La calle Guillermo de Osma


Me duele detenerme en el semáforo de Guillermo de Osma, es un dolor literariamente metafórico, de semáforo y metáfora, desaforado, aferrado a la imaginación, puro trauma inconsecuente, un fastuoso espejismo de ánfora foránea, siempre foránea…

Estornudaría incompleto cada vez que pasara por la plaza de la Beata, cada mañana al despertar, al despertar el día y yo, al despertar la mañana y mi cuerpo madrileño, lo haría si no fuera por el dolor semafórico que se me planta aquí al pararme en Guillermo de Osma, la calle de Julián Plaza, del Juli de la primera guitarra eléctrica, el Juli conmigo sentado en el banco de madera flotando en el interior de un poema hecho de madres y pasado.

Sigo siendo sin serlo el niño de las calles de una colonia madrileña junto al río Manzanares, un elemental afluente del Tajo que hoy continúa bañando de infancia mi barrio, discretamente, con su naturaleza desgarbada, lúdica y pequeña, de aves y cañas, de puentes y farolas, árboles, ningún semáforo, metáforas y ánforas de huesos, muchos huesos, los huesos de aquellos humanos que descubrieron el Manzanares cuando su nombre era Plata.
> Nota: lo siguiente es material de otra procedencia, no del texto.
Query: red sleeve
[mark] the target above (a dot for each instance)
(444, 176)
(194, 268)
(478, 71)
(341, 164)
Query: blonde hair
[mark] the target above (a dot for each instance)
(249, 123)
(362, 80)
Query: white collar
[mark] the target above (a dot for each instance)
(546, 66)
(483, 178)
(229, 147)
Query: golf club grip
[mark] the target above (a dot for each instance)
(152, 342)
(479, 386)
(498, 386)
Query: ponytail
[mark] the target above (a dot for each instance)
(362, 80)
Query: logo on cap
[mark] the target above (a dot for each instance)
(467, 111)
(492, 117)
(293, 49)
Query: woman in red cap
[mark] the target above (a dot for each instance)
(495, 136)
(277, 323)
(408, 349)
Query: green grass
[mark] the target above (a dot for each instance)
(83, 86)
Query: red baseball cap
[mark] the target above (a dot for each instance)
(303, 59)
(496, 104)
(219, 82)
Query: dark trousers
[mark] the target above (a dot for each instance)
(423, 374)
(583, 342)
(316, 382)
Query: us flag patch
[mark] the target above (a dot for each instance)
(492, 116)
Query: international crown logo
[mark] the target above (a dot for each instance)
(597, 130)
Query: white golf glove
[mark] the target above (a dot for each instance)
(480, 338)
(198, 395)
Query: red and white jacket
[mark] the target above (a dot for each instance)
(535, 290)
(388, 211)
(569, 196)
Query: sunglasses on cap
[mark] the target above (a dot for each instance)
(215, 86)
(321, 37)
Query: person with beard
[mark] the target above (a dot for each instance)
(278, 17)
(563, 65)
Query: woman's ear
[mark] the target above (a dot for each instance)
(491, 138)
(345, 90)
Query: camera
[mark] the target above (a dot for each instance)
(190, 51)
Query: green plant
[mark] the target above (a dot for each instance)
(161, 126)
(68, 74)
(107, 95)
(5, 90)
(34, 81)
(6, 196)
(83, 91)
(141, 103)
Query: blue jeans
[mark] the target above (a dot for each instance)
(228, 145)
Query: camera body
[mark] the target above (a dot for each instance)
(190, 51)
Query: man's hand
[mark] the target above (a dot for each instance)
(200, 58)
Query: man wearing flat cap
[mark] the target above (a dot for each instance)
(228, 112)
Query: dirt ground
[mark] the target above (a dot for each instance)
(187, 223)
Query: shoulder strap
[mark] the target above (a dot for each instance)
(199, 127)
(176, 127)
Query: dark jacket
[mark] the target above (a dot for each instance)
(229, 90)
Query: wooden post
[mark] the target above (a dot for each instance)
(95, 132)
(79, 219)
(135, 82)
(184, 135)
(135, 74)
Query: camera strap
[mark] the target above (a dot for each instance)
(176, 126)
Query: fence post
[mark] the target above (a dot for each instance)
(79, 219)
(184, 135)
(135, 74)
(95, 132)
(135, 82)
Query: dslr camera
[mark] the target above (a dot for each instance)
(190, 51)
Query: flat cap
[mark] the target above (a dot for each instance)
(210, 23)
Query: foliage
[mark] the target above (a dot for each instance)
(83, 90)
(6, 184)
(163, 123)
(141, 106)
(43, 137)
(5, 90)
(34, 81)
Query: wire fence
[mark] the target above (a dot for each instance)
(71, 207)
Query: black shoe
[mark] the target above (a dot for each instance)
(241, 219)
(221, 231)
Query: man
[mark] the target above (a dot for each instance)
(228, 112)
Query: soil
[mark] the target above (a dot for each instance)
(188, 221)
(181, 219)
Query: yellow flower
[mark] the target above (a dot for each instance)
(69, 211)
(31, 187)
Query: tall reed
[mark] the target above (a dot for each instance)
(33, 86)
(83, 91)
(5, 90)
En realidad, no me duele nada junto a ningún semáforo, pero ¿cómo empieza uno un poema dedicado a su barrio cuando tiene el primer verso escrito en un recoveco de la sangre?

En verdad, es un semáforo del paseo de las Delicias el que me vuelve loco y me hace que quiera salir a cantar para derramar la tristeza de los tristes sobre el agua madrileña del río Manzanares, aprendiz de futuro.

No, no es del todo cierto que me duela detenerme en el semáforo de Guillermo de Osma.